Father did not attend the permanency hearing in September 2024 and, not surprisingly, the district court found reintegration was no longer a viable goal. The court shifted the case plan goal towards adoption of J.S.

On February 18, 2025, TFI contacted J.S.'s paternal grandmother, and learned for the first time that Father was incarcerated at Sedgwick County Jail. The following day, on February 19, Debler held a conference call with Father in which he stated that his incarceration was for at least six more months. Father acknowledged he had been incarcerated most of J.S.'s life but did not wish to relinquish his rights.

The district court held a hearing on the subsequently filed motion to terminate parental rights on April 29, 2025. Three witnesses provided testimony: Father and two TFI employees, Vienna Rose and Debler.

Rose explained that J.S. could not return home to Father due to the lack of stable housing and the fact that Father had not completed any case plan tasks. Debler spoke of

3 Father's total lack of contact with TFI. She informed the court that Father would not provide an address or phone number and eventually stopped responding to messages on Facebook.

Father testified and confirmed he was incarcerated and that he had 19 more months on his sentence to serve. After his release, Father planned to reside with his girlfriend and his other son. Father testified that with the exception of one month when he was out on bond, he was incarcerated throughout the case. Father confirmed he has never met J.S.

Father claimed that he never knew about any case plan and that he was never given case plan tasks to complete. Father confirmed that TFI contacted him about visitation and required him to sign papers and complete a drug test, but he never signed the papers. Father explained that on the day he was scheduled to meet with TFI, he had to work and contacted TFI only minutes before the meeting. He denied TFI staff had ever contacted him, except the initial custody notice, a paternity testing letter, and contact regarding the termination of parental rights.

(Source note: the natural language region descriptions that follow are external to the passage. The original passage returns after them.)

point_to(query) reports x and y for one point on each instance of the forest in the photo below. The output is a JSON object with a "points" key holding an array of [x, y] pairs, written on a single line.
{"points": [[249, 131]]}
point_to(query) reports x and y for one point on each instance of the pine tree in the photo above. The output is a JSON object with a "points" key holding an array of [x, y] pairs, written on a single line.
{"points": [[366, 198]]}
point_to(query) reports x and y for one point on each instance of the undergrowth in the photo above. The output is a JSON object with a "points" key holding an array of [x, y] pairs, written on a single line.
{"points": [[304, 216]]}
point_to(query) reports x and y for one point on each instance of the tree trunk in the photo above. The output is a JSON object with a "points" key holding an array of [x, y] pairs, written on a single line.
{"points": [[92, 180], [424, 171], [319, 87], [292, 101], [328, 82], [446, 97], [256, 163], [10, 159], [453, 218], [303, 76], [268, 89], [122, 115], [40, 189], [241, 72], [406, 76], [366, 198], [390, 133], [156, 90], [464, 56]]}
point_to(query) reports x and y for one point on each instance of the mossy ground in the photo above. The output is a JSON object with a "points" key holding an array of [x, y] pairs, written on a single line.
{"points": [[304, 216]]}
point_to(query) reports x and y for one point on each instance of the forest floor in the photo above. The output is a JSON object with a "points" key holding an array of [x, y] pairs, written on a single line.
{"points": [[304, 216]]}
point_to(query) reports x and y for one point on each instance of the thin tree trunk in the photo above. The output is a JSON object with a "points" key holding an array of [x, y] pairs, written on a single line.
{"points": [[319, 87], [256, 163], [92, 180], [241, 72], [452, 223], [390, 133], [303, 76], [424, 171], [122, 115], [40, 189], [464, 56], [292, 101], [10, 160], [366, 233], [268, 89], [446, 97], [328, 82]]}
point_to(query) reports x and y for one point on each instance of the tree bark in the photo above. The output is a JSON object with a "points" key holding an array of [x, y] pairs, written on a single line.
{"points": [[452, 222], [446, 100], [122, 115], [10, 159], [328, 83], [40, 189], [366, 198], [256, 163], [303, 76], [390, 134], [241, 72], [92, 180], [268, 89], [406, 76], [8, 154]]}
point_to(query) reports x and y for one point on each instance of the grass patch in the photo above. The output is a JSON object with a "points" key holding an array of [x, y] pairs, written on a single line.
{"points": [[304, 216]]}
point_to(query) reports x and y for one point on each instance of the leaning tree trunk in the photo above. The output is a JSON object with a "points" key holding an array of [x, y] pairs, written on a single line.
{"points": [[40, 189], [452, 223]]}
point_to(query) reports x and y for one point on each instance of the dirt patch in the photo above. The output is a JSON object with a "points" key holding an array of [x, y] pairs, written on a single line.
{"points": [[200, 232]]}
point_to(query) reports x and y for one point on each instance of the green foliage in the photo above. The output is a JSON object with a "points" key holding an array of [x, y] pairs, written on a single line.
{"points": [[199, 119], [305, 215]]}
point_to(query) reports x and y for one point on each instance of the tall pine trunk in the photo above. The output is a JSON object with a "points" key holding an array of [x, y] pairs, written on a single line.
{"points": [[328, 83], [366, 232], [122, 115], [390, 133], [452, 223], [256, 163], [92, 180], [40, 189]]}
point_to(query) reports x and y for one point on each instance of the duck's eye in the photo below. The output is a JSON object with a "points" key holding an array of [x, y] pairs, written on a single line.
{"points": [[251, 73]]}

In closing, the State asserted that Father's parental rights should be terminated because contact had been minimal since paternity was established, Father currently had no stable housing of any kind, and he had failed to work on any kind of case plan. The court-appointed guardian ad litem, likewise, recommended terminating parental rights due to the lack of Father's participation or progress in the case plan, noting that Father's only reason for not participating was his own continued doubts regarding his paternity. He continued to express those doubts at the hearing despite the paternity test listing him as J.S.'s father.

4 Father's counsel requested that the district court not terminate Father's parental rights, arguing that the sole basis for termination was incarceration and that incarceration alone cannot justify severing parental rights.

The district court made extensive findings of fact to support its ultimate conclusion of unfitness.